Providence Health and Services has been hit with a lawsuit alleging the health system violated the False Claims Act by purposely upcoding Medicare to increase reimbursement. 

The lawsuit, filed late last week in the U.S. District Court of Central California by data analysis firm Integra Med Analytics, claims Providence, with the help of an outside consultant, pushed physicians to add secondary diagnoses when documenting treatment so the health system could qualify for higher Medicare reimbursement. The outside consultant, a clinical documentation improvement company called J.A. Thomas and Associates, also allegedly encouraged Providence’s clinical documentation integrity specialists to encourage physicians to add secondary diagnosis to patient documents. Physicians allegedly received a kickback if they complied with the requests. 

Hospitals use diagnosis related groups, or DRGs, to bill Medicare. Hospitals add severity levels to the diagnosis — called a secondary diagnosis — that further demonstrate the patient’s condition. Adding severity levels that indicate complications or comorbidities can increase the reimbursement for a claim as high as $ 25,000. The suit alleges Providence fraudulently upcoded Medicare for $ 188.1 million in claims over seven years. 

A Providence spokeswoman said the system received a partial version of the complaint this week and that the federal government has not intervened in the litigation. 

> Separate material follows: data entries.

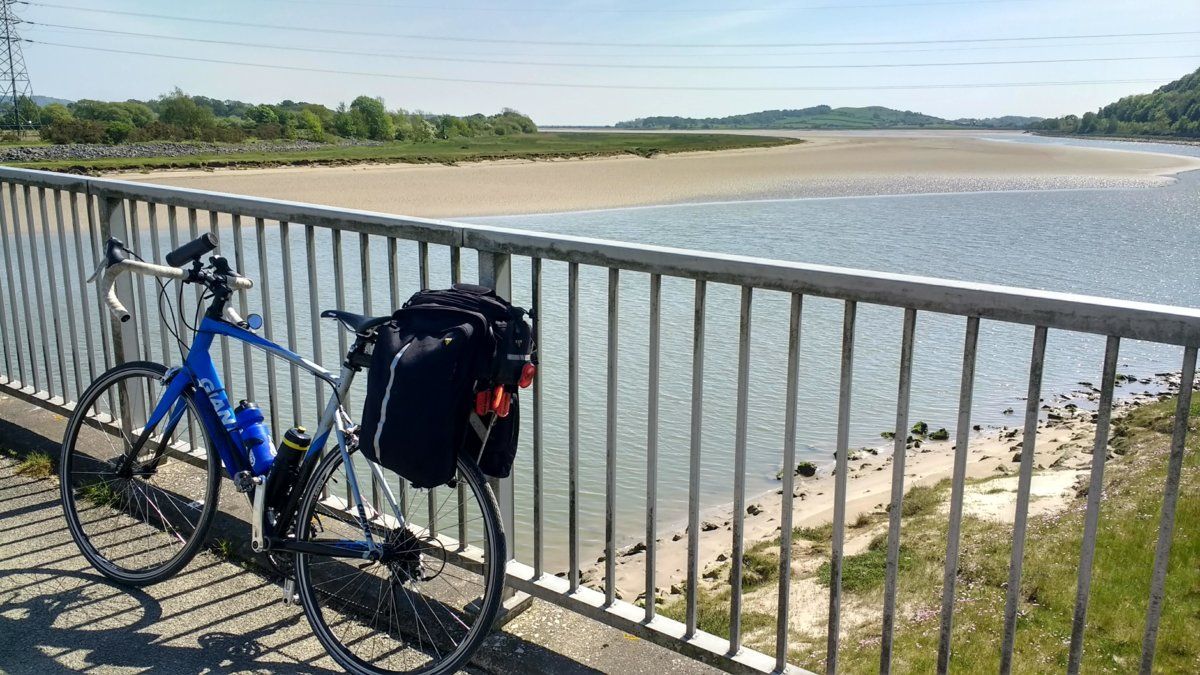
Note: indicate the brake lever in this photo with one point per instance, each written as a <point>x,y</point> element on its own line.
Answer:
<point>115,252</point>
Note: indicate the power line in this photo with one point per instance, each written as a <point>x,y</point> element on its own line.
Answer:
<point>587,85</point>
<point>612,66</point>
<point>15,82</point>
<point>580,43</point>
<point>545,9</point>
<point>49,28</point>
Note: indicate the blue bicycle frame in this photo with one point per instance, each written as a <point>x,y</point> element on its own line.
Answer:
<point>199,380</point>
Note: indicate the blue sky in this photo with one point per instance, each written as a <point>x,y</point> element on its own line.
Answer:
<point>598,39</point>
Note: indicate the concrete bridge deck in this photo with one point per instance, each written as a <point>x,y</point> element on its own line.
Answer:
<point>58,615</point>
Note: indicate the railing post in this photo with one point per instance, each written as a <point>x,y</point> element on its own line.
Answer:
<point>496,273</point>
<point>113,223</point>
<point>125,334</point>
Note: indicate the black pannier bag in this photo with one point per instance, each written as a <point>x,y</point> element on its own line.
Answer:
<point>441,350</point>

“We reiterate that Providence St. Joseph Health follows rigorous standards for Medicare reimbursement claims, based on all relevant regulation and supported by our core values,” she added. 

Providence operates 50 hospitals across five states. According to the suit, about $ 6.2 billion of Providence’s $ 14.4 billion in revenue in 2015 came from Medicare reimbursement. 

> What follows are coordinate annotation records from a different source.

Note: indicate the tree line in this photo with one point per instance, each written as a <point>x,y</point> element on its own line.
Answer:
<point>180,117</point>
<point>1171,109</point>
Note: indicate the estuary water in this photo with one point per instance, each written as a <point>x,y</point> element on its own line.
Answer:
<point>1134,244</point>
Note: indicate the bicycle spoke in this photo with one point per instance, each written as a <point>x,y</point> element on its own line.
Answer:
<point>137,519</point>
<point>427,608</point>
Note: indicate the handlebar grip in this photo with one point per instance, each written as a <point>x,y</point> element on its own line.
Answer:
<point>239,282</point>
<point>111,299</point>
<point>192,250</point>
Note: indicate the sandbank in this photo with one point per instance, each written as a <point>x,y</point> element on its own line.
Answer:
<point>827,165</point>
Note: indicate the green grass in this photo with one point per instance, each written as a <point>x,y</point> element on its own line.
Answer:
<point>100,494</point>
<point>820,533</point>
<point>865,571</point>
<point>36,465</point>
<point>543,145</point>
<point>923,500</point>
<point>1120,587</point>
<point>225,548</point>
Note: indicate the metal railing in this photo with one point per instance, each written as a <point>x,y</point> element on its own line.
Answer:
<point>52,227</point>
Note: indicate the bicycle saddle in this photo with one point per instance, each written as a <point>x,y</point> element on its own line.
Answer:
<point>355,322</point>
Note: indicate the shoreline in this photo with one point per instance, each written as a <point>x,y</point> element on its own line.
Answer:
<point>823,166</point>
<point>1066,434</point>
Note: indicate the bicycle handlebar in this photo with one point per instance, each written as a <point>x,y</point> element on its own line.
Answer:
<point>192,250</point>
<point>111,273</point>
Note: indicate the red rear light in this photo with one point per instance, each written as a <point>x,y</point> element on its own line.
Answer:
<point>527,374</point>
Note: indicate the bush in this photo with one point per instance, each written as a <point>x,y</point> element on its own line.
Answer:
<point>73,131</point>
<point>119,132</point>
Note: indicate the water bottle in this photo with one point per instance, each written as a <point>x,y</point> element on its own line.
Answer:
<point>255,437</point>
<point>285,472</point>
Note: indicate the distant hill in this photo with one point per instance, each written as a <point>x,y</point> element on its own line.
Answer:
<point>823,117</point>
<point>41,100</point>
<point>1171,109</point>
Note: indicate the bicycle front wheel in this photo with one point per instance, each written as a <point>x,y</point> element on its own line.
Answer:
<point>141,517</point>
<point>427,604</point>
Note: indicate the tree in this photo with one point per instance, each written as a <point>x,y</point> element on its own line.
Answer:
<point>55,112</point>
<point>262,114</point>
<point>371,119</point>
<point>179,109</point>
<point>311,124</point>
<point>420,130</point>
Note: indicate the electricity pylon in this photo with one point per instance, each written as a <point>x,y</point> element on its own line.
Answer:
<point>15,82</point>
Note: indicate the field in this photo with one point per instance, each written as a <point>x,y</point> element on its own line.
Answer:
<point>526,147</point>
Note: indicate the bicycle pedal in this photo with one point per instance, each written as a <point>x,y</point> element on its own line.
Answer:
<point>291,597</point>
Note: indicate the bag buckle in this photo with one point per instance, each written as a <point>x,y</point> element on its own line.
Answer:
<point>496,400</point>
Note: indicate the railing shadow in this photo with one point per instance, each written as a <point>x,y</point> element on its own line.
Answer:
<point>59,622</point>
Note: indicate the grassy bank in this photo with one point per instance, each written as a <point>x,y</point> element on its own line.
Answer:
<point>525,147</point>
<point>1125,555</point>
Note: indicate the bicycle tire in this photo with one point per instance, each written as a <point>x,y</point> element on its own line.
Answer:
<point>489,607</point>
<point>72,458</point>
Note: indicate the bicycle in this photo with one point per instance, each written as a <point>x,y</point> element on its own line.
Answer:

An analysis by Integra using CMS claims data from 2011 to 2017 found Providence hospitals were more likely to add secondary diagnoses to claims than other hospitals. For example, the suit said Providence reported more than 11,000 claims for femoral neck fracture, of which 12% of those claims had an accompanying secondary complication for encephalopathy, which indicates brain disease. For the other hospitals, which included 1.1 million femoral fracture claims, just 4.5% reported encephalopathy. Eighteen of the 250 hospitals with the highest rates of encephalopathy were Providence hospitals, the suit said based on Integra’s analysis. 

The three secondary diagnoses Providence allegedly most frequently coded for were encephalopathy, respiratory failure and malnutrition. 

Additionally, St. Joseph Health, which merged with Providence in 2016, saw a jump in secondary diagnoses after it merged with Providence, according to the suit.